As I’m sitting on the floor, engulfed with certain not so pleasant emotions … I think. I think how hard it is to forgive yourself for something which you think you did wrong. Something that you didn’t expect or ever wanted to do. And how hard it is, to let go.
It doesn’t have to be something “big”. It can be anything. Anything which is seemingly “small” to others. It can be you losing your temper for 5 seconds at your younger sibling/elder sibling/anyone. It can be you crying bitterly in front of strangers. Or it can just be baring the deepest, darkest parts of your soul to someone who just doesn’t care, doesn’t respond and it leaves you feeling naked, exposed and insulted.
I know what it is to deeply despise yourself. I know what it is to know that you don’t have to be so hard on yourself, so hateful, so bitter. I know what it is for one part of your mind to be thinking that it wasn’t so bad or that if you were let down, it wasn’t your fault. So, maybe you cried in a place where you ideally shouldn’t, but that’s okay and only human. And another part of you to be constantly saying, is it?
I know that there are people out there who have actually done wrong things or harmed others or cheated on someone etc. And yet, the seem to love themselves & often don’t even see the wrong done. They just seem to ooze this kind of self confidence and self love.
Now, while I’m not saying that everyone should be like that. I wonder why can’t some of us just make peace with our ownselves? As if the world being unloving to you is not enough that you gotta hate yourself too.

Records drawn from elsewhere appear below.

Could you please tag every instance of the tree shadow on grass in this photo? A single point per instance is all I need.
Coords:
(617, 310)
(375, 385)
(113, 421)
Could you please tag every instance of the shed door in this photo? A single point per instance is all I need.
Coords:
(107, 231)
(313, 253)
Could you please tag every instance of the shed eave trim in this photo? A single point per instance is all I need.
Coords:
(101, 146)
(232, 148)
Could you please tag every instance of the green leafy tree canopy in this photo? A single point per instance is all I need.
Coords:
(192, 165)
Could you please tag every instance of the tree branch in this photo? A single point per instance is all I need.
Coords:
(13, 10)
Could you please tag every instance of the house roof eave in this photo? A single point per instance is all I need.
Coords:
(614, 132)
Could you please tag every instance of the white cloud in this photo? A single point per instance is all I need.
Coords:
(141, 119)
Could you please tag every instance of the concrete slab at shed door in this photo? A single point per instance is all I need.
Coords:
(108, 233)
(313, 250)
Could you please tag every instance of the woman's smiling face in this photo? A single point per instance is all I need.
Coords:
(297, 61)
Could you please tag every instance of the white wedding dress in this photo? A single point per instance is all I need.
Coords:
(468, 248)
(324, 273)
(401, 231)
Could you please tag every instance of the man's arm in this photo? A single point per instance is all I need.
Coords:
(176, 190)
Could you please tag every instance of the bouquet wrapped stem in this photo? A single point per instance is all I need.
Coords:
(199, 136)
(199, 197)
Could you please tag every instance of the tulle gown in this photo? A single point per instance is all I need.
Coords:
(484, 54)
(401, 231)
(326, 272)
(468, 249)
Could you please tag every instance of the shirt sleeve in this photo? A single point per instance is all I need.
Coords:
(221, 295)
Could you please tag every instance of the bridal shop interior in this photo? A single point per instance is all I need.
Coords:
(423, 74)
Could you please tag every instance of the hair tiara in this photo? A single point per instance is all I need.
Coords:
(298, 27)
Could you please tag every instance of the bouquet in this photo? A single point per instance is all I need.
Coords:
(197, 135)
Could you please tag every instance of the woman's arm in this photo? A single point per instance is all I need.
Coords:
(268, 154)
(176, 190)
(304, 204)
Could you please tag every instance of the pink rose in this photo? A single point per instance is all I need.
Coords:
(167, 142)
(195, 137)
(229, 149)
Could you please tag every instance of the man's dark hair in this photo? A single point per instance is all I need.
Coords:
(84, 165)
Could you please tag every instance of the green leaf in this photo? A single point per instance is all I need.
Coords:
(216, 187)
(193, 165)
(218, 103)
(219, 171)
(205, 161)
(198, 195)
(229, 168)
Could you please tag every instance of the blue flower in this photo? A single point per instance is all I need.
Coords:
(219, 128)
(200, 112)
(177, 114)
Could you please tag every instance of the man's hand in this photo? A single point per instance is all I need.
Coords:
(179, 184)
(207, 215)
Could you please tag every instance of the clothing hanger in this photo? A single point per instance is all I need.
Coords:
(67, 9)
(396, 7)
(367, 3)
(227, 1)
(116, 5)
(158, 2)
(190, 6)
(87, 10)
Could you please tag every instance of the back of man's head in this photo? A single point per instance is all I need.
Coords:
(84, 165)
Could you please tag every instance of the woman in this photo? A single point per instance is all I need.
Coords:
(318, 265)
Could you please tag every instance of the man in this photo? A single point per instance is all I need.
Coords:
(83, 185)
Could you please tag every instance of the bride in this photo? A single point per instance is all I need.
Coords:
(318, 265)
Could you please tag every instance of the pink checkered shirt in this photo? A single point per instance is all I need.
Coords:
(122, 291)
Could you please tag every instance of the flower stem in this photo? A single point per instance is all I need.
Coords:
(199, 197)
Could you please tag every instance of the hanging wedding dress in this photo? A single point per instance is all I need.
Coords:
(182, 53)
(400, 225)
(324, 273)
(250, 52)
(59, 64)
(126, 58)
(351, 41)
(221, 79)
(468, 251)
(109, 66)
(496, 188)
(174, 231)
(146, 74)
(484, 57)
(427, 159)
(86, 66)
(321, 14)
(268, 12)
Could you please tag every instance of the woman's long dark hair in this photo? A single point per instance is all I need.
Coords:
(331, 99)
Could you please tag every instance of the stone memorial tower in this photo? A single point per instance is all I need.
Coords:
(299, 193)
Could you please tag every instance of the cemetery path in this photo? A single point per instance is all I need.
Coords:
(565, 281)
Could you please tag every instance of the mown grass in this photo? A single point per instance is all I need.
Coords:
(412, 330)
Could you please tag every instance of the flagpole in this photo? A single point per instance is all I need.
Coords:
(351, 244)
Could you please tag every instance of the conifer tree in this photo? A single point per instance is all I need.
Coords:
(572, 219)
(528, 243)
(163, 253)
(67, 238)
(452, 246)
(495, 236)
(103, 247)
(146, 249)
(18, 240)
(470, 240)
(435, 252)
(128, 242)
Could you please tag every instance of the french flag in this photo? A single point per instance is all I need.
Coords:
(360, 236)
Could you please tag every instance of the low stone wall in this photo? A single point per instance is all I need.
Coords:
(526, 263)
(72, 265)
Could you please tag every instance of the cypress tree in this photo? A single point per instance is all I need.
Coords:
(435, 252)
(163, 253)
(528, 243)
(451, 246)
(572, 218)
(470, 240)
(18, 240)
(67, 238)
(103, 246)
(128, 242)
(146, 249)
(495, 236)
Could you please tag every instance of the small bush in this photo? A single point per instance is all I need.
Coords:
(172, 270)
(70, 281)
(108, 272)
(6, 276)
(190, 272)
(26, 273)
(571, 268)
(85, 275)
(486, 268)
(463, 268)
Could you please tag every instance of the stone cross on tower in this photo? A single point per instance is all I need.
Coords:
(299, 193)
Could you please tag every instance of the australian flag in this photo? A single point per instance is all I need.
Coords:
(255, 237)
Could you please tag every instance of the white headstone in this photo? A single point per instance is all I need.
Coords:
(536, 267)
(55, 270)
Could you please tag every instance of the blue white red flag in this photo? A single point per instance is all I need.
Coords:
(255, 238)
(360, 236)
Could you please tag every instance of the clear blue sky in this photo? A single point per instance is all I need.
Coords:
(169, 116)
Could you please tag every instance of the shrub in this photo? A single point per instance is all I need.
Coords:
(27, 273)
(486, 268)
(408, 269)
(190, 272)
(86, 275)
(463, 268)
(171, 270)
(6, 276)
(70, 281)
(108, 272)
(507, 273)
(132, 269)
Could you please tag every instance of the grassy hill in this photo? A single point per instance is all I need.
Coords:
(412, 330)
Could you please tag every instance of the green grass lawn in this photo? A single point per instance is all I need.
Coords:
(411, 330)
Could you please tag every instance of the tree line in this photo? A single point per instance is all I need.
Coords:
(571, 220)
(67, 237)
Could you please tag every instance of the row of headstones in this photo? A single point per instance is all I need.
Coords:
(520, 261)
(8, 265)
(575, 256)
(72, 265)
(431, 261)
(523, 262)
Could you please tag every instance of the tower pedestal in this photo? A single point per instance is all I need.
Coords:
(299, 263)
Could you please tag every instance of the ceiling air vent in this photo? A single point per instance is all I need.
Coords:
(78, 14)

Sometimes I feel, even if I don’t get to that point, it’s okay. But what I really want is to reach out to anyone out there who feels this way. To tell them know that it’s okay. It’s not your fault. It’s not your fault that you were bullied/are depressed. Stop punishing yourself, being over critical and hating yourself. Do not let negative people get to you. Stop calling yourself names to re-affirm and internalize the negativity that they might be shoving at you. Stop apologizing for being you, ‘cuz if anyone makes you feel that way- being apologetic for who you are; then they’re not worth it in the first place! You deserve to be treated better, to be loved more, to be appreciated for who you are. So, start with loving you!